Last week I watched an inspiring tutorial (“Data Science is Software”) from the SciPy 2016. And this reminded my about the debate how reproducible science really is. It seems that the majority of scientists agree that there is a reproducibility crisis.
That is indeed frustrating, also because research itself should be transparent. I also understand why that is the case from my own experiences: Imagine you did some fine research and you’ve saved your results for a later publication. The results themselves have been hard to obtain, either beacuse of extensive data analysis, lenghty computer simultions or scraping data from a larger database. Later that year you realised that some of the results are corrupt or you did a mistake in the analysis or you had a wrong configuration. In this case you try to reproduce your own results. However, this is a tedious task, so you go back to the beginning a try to repeat each single step to get to your final result. Fine! But wait. Why not simply automating this process from the beginning? Yeah, sure, but how?

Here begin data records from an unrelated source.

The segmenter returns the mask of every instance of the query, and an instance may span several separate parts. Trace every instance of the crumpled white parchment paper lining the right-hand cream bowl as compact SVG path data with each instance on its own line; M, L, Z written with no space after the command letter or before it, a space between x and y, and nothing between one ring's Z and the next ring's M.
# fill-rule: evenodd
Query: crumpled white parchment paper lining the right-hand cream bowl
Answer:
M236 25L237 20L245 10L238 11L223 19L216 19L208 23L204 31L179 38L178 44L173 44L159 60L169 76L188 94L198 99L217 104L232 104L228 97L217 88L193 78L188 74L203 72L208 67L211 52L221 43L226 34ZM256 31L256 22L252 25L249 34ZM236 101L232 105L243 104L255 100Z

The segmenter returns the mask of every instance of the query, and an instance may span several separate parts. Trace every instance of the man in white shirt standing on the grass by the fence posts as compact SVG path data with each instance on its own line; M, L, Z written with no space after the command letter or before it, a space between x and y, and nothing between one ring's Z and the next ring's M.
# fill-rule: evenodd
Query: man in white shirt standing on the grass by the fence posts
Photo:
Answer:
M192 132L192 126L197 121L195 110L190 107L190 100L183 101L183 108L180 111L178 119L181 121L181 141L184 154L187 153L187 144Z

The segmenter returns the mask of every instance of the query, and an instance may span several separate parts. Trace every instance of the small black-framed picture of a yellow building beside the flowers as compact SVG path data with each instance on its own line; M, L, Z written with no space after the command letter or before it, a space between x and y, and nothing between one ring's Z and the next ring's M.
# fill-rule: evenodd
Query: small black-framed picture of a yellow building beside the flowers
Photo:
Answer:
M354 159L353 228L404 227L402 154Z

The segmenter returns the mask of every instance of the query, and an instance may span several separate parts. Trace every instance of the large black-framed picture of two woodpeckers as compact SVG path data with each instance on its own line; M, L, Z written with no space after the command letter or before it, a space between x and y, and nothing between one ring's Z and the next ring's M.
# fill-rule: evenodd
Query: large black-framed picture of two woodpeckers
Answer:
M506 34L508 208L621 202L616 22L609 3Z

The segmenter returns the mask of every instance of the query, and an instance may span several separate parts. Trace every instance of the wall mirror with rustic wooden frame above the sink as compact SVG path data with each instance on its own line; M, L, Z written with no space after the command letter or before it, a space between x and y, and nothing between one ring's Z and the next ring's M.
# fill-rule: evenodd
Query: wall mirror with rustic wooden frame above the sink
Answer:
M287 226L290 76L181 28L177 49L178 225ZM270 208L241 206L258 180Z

So I adopted the philosophy of the guys from the video above, which states that in order to deliver reproducible (data) science you need “A logical, reasonably standardized, but flexible project structure for doing and sharing data science work.”, and developed a similar cookiecutter project template aimed for scientists.

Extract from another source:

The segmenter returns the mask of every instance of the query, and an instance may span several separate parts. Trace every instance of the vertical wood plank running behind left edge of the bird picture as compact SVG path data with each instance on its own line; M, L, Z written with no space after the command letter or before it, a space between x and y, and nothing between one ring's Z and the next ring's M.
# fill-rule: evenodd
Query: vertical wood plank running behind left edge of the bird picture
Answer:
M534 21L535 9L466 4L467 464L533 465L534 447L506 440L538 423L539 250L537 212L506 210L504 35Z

You can find the source on Github and simply install it for your next science project:
This tool provides you the basic structure of your research project. You can adjust it to your needsand need to fill it with your reproducible workflow. You can add a customized
Makefile, add you preferred command line tools, scripts, or model source code. You can also add raw data and processed data. You can document and also write you scientific paper within this structure.
Let’s do more reproducible and transparent science!!!
PS: I’m also currently adapting one of my science projects and I’m going to provide the final reproducible version later on (I need to finish, first).